El origen de la Cábala se remonta a la época en que el judaísmo, por un lado, estaba impregnado de una cruda noción antropomórfica de la Deidad, mientras que, por otro, el platonismo y el aristotelismo se afanaban por imponerse en la formulación de las doctrinas fundamentales de la creencia judía. Con Moisés Maimónides (1135-1204), el racionalismo alcanzó su apogeo. Los preceptos bíblicos solo podían explicarse a la luz de la razón. Solo se reconocía el sentido simple, primario o literario (peshat) de las Escrituras; la interpretación alegórica existente (derúsh) se consideraba una fantasía rabínica o se veía en ella solo una forma poética. Incluso el Talmud había sido sistematizado y codificado. La religión se había convertido en un opus operatum más o menos carente de sentido. La filosofía siempre se había tratado como algo secundario, ajeno al judaísmo práctico, tal como se practica a diario. Maimónides, por otro lado, la había introducido en el lugar más sagrado del judaísmo y, por así decirlo, le dio a Aristóteles un lugar junto a los doctores de la Ley. En lugar de unificar el judaísmo, Maimónides provocó una división, y los maimunistas y los antimaimunistas se opusieron. Se produjo una reacción y la [ p. 15 ] Cábala intervino como contrapeso a la creciente superficialidad de la filosofía maimunista. La tormenta contra su sistema estalló en Provenza y se extendió a España. Este último país puede considerarse la verdadera cuna de la Cábala. Cuando los judíos fueron expulsados de ese país, la Cábala echó raíces en Palestina y de allí se extendió a los diferentes países de Europa.

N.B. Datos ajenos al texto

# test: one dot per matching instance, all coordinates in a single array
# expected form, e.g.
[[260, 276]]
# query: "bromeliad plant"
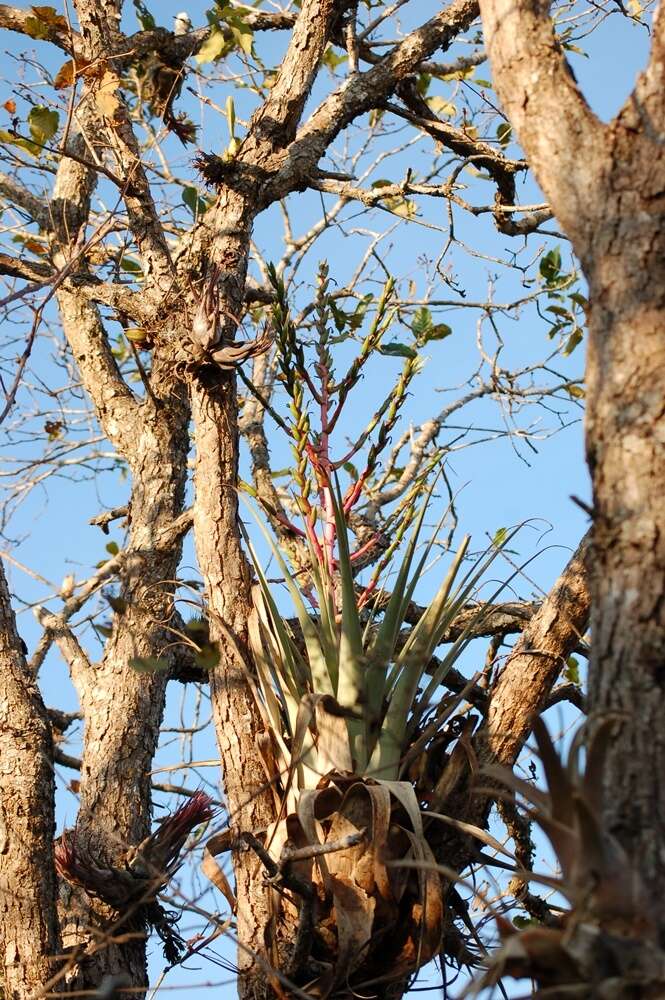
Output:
[[344, 694]]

Las ideas fundamentales de la Cábala son antijudías, derivadas de Filón, los neoplatónicos y los neopitagóricos; a veces incluso se observan influencias gnósticas. Pero la estrecha fusión de estos diferentes elementos con ideas bíblicas y midráshicas ha dado a estas partes extranjeras un matiz tan judío que, a primera vista, parecen una emanación de la vida mental judía.